Academics 1 - tactics; squad tactics (1 ability)
Athletics 2 - endurance, vigor; armor training (2 expertises + 1 ability)
Influence 1 - forceful; taunt (1 ability)
Intuition 1 - urban; lesser alertness (1 ability)
Melee 2 - balanced, shields; diamond leaf (2 expertises + 1 ability)
Projectile 1 - mechanical; far shot (1 ability)
Grab your equipment and we're done.
Let's say our first game session has a lot of talking and a touch of sneaking, not much fighting. Based on the RP and actions attempted, the GM feels that this character could learn one of the following: inspire (Influence), influence expertise: manipulative, intuition expertise: reading people, or unobtrusive (Stealth). Choose one, write it down, and we're done.
This guardsman isn't 100% the same as our original. She's got more abilities (what the backgrounds gave changed from skill levels to abilities) and slightly different and lower skills (base target number is now 5+Skill to compensate), but I feel the character also has more flavor built in from the start. There's a more clear idea of who she is and how she got here because you're not just picking skills. Instead you're picking how you learned those skills.
As an added benefit, the process of character creation is quicker as there's no counting of skill points or trait points involved. Its just pick two things, then one thing, then three things, then grab your gear. Now, those choices might take you a while, but that's a different story. If you have a solid concept in mind, then its easier.

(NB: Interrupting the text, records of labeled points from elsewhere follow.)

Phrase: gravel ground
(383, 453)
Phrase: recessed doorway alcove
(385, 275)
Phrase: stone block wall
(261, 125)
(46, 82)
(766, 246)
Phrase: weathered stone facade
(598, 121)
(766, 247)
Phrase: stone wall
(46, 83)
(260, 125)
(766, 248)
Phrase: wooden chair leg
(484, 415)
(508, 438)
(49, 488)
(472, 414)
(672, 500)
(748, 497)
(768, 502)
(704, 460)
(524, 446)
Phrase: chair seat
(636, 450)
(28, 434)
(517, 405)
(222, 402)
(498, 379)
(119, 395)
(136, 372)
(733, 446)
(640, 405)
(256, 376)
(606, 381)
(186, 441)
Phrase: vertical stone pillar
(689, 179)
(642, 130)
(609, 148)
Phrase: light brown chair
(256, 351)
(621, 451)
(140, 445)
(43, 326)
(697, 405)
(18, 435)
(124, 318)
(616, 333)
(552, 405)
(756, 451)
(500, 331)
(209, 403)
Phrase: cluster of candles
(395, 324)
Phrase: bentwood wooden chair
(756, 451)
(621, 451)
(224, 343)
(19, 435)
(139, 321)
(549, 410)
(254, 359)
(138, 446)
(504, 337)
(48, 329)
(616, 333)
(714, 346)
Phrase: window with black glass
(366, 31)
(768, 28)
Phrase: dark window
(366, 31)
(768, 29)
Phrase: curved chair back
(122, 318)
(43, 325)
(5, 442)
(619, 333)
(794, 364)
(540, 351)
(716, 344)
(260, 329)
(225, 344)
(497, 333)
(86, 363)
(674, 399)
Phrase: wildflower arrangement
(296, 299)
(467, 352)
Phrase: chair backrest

Since you don't get automatic skill levels for abilities of the same tier after the first two, you are encouraged to pick a breadth of abilities, at least at the start, to increase your stable of skills. Exceptions to this will happen, especially when non-core abilities are involved (your priest probably wants more than 2 prayers). You may also jump very quickly to the next tier and get skill levels that way, which is fine. I see most professionals in a skill as having a 3 or 4 skill level, which means having some greater powers.
As illustrated, advancement is also easier. There's no tracking of XP involved; you just pick a thing. You still have agency in that your choices of advancement are dictated by your actions. Plus you can always train using actions like teach, study manual, etc. to just outright dictate what advancement you get, but that's OK because it again reflects what you have done in character.